Keywords: Evolution of knowledge, economic growth, positive feedback..
Abstract:
This paper is an application of evolutionary theory to a concrete historical problem, namely explaining the timing of the Industrial Revolution in the last third of the eighteenth century. The argument is that useful knowledge (that is, knowledge and understanding of natural phenomena and regularities) constrains the form that techniques can take. It defines the central concept of an epistemic base of a technique, which describes how much of the natural forces underlying the functioning of a technique are understood. The paper then argues that despite of the widespread notion that science had little to do with the Industrial Revolution, the rapid changes in the diffusion of and access to useful knowledge as much as scientific breakthroughs, helped make the Industrial Revolution possible.

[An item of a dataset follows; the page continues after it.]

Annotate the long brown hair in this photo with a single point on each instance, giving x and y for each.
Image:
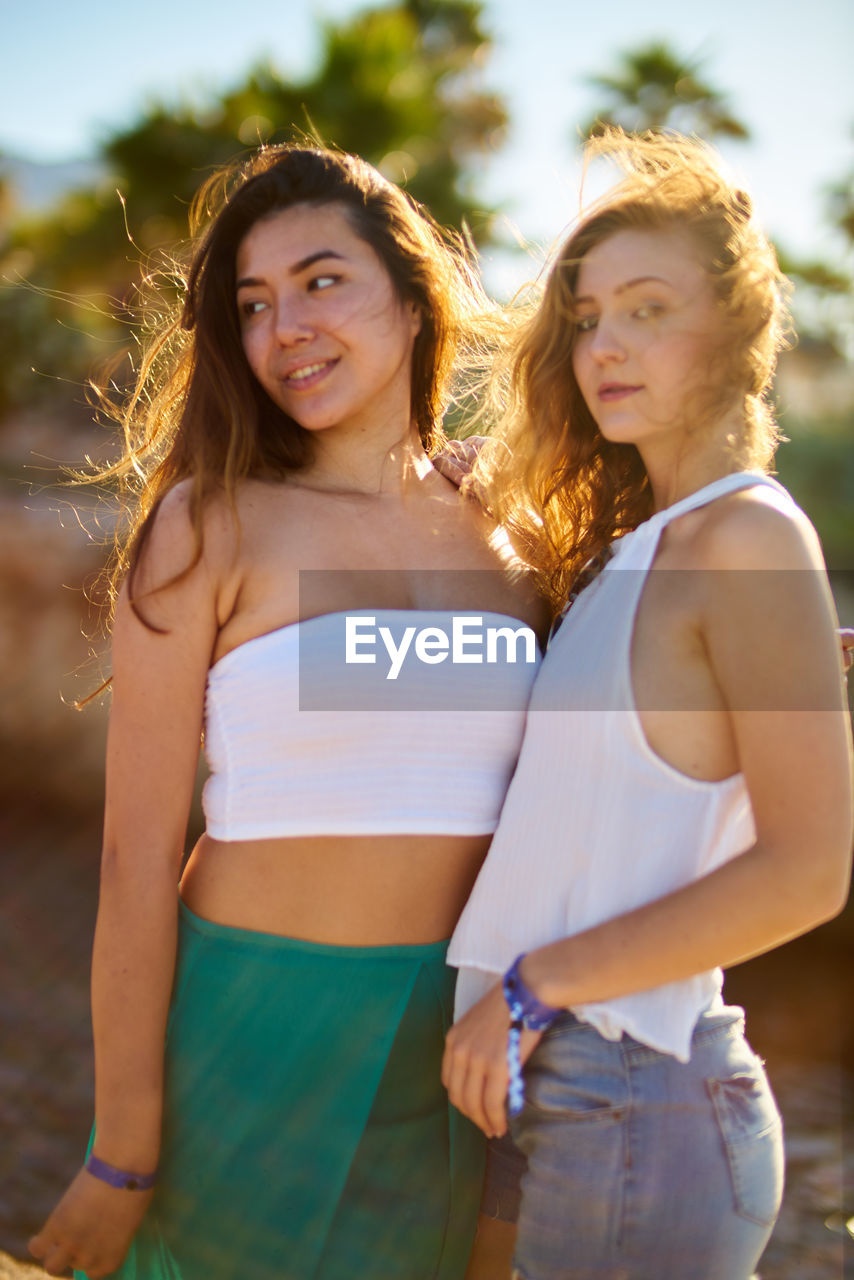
(561, 489)
(197, 412)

In that way, the scientific revolution and the enlightenment triggered an “information revolution” that helps explain the timing of the Industrial Revolution. This view is reinforced by pointing out that the unique historical event was not just the traditional “wave of gadgets” of the 1760s and 1770s but the fact that these did not peter out in the first decades of the nineteenth century. The technological system in Western Europe, and especially in Britain, shows growing positive feedback and complementarity between techniques and the useful knowledge underlying them leading eventually to a self-reinforcing dynamic system of technological progress.